The bathroom door was shut but the light was on. I tapped on the glass while sliding the door aside. “Did you hear me?” I asked the back of his head, peeking out from the porcelain bath.  My feet stepped onto the plush rug next to the tub and it was then I noticed the dark water that surrounded his body. His eyes were closed shut and he looked only as if he were trapped in pleasant thoughts. I didn’t realize that I had stopped breathing until from inside of me the baby began to feverishly kick, something it would always do in response to it’s father’s voice. I clung to the edge of the tub and heard my voice, as if I were speaking from far away, another room, a different place entirely. Pleading to no one, “come back, come back. You can’t go yet- you can’t leave me here”. I reached for his hands and held his warm, heavy body to mine.

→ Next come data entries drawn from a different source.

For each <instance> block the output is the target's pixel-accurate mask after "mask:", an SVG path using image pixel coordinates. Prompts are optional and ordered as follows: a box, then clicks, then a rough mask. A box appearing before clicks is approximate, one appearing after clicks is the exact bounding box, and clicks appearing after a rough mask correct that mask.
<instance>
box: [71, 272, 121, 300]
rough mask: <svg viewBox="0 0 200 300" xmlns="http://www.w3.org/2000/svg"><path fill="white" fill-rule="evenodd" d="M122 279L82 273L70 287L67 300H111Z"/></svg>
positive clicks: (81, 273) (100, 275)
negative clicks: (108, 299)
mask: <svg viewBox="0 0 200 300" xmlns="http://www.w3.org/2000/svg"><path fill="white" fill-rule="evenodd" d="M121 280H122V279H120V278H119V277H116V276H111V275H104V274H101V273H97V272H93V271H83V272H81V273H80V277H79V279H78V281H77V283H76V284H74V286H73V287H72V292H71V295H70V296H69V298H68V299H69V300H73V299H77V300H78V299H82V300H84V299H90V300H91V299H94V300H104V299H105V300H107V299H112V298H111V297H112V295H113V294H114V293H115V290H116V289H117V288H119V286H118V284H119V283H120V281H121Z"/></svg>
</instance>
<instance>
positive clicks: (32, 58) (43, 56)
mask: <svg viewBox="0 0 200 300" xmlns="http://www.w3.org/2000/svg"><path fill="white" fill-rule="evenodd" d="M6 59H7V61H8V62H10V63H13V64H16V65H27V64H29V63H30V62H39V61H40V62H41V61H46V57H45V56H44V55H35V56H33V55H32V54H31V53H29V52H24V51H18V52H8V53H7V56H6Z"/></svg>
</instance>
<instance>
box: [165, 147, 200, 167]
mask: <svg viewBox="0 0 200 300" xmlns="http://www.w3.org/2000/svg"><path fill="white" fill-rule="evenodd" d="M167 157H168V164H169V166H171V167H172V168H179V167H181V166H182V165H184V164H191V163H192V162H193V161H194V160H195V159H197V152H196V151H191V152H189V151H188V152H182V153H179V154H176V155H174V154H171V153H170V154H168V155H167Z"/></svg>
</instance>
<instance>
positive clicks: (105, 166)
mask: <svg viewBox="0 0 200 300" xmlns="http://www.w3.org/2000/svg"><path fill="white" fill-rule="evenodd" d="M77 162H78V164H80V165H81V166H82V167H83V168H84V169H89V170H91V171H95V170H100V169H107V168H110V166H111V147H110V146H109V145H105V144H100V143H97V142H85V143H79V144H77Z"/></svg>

His hair was wet and his mouth was open as if he had something to say but no breath, no words would come.

 

No tears fell from my eyes, they only pooled at the corners until everything the light touched was a blur of colors and shapes. I unbuttoned my blouse and let it slide over my shoulders to the floor. The zip of my pants echoed in an otherwise silent room. I stepped my foot out of them and into the water. Still warm, I lay my body next to his and let the water cover me like a thick blanket. I traced my fingers over his chest, the place I had laid my head to sleep every night since we’d met. He felt the same to me but he was no longer the man I loved, the man I knew. The frame was identical but nothing was housed inside. He was a shell. I held onto his waist, as if someone threatened to take him away if I loosened my hold.

 

The water was eerily still except for the slight ripples caused by the life inside of me. This is as close to her father as she would ever be.

 

-“She” I whispered, “That is what I wanted to tell you.”